Post-Communist Filmmakers Share Their Past Experiences By Barbara Hollender

in 60th Cannes Film Festival

by Barbara Hollender

This year’s festival had four entries from ex-Communist countries. The Romanian director Cristian Mungiu won a Golden Palm and Critics’ Award for his excellent 4 Months, 3 Weeks and 2 Days. Another Romanian movie, California Dreaming by Cristian Nemescu won in the Un Certain Regard section.

For artists from ex-Communist countries, the first dozen or so years after its fall were tough. Movie making was no longer 100 per cent state financed, and some free market measures were introduced. The artists gained freedom, but lost economic security. Additionally, they felt lost in a quickly changing world. They witnessed the fall of the old order and blindly felt their way forward in the period between the destruction of the old and the rise of the new. They waited to put some distance between themselves and those rapid changes, and the past in general.

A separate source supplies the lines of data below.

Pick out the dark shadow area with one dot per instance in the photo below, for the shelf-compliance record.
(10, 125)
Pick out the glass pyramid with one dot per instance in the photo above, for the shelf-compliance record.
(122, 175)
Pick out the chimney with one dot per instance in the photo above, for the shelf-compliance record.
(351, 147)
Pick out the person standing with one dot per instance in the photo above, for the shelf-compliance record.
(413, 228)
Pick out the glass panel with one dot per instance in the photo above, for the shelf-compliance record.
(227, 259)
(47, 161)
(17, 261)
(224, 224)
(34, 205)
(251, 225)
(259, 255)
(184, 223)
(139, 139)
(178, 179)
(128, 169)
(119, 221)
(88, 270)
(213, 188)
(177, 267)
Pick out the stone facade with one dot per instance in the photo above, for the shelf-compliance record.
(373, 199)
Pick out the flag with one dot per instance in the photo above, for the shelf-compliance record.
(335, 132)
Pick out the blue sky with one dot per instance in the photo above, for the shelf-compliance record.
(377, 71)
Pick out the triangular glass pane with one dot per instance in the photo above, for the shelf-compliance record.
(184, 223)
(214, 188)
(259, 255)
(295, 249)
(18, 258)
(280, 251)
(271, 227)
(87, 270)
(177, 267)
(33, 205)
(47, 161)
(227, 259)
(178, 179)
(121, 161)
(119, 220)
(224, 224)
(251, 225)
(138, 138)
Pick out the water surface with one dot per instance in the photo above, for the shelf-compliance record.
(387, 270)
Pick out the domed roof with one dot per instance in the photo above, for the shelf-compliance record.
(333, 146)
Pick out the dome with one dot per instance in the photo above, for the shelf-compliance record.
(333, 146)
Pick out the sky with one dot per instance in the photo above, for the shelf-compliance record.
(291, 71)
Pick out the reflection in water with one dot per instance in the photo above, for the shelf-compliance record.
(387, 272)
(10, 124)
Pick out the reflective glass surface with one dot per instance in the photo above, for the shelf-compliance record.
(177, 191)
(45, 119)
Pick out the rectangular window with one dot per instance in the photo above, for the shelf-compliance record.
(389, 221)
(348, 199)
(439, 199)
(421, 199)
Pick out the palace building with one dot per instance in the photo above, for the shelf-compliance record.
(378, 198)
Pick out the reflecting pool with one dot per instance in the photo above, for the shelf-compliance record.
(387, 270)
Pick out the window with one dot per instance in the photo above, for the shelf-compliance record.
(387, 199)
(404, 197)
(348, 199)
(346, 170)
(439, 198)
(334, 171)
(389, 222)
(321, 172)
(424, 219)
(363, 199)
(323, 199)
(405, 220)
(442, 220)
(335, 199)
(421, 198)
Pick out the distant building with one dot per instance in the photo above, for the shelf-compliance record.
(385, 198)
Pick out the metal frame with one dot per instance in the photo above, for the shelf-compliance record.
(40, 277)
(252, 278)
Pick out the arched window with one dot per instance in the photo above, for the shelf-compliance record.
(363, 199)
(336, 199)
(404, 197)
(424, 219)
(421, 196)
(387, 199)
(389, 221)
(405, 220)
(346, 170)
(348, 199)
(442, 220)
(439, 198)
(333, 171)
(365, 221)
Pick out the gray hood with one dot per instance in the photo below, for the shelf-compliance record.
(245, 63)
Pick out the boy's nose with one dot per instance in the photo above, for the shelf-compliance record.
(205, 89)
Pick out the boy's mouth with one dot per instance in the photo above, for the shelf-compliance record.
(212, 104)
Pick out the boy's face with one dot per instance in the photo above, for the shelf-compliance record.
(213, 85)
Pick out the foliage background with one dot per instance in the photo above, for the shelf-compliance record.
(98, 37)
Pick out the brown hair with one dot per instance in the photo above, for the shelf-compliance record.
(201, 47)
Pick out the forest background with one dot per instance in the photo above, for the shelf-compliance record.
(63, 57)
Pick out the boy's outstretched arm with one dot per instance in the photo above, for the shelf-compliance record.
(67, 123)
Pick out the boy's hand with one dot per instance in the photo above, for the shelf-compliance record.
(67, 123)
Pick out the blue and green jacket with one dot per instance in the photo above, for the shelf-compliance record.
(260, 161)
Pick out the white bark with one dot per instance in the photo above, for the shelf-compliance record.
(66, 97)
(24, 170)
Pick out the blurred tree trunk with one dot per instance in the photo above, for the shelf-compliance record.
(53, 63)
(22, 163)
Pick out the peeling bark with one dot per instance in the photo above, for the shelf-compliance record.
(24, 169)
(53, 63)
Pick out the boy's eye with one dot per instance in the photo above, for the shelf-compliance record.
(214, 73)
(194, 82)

Today East European cinematography is on the rise. The artists are now passing through a settling of accounts with the past. This point is strongly made by Cristian Mungiu’s success.

His film is modest, yet surgically precise. It is a story about a girl who, in late 80s Romania under Causescu, had an illegal abortion. Her friend helps her in arranging the deed. Both women pass through humiliation, pain, trauma — all of which are difficult to put behind them. The backdrop of the story is real life socialism — drab streets, gloomy people, a brutal receptionist at a seedy hotel, a pack of Kent cigarettes being the ultimate bribe, fear and enslavement. Mungiu sends out a warning about all forms of totalitarianism and state control which robs citizens of their privacy and takes their freedom away.

The two Russian entries were of different quality. The winner at Venice, Andriej Zviagintsev with his excellent Return, was a disappointment. His Banishment was pretentious and convoluted. I will stand up in defence of the under-appreciated film Alexandra by Alexander Sokurov. It is a film about an old Russian woman who visits her grandson in an army camp in Chechnya. The movie was accused of presenting the aggressors as victims. But this is not the theme of the work; it is more a prayer for peace. The old woman, with her grumbling and down to earth questions highlights the absurdness of war and a world run by military commands. “Boys, you’ve grown accustomed to that war, that’s a bad thing” Alexandra mutters under her breath and that – her ordinary, down to earth approach to life – is the real strength of that work.

The Cannes movies by Mungiu, Nemescu and Sokurov all make part of the general coming to terms with the past trend of post-communist cinematographers. In Berlin we saw a very interesting work by Jiri Menzel — I Served the King of England — a difficult Czech coming to terms with the 20th century. An Oscar went to Florian Henckel von Donnersmarck for his The Lives of Others, a piece on invigilation in the GDR. I see artists from this part of Europe as having an enormous baggage of experiences which they are just beginning to share with the world.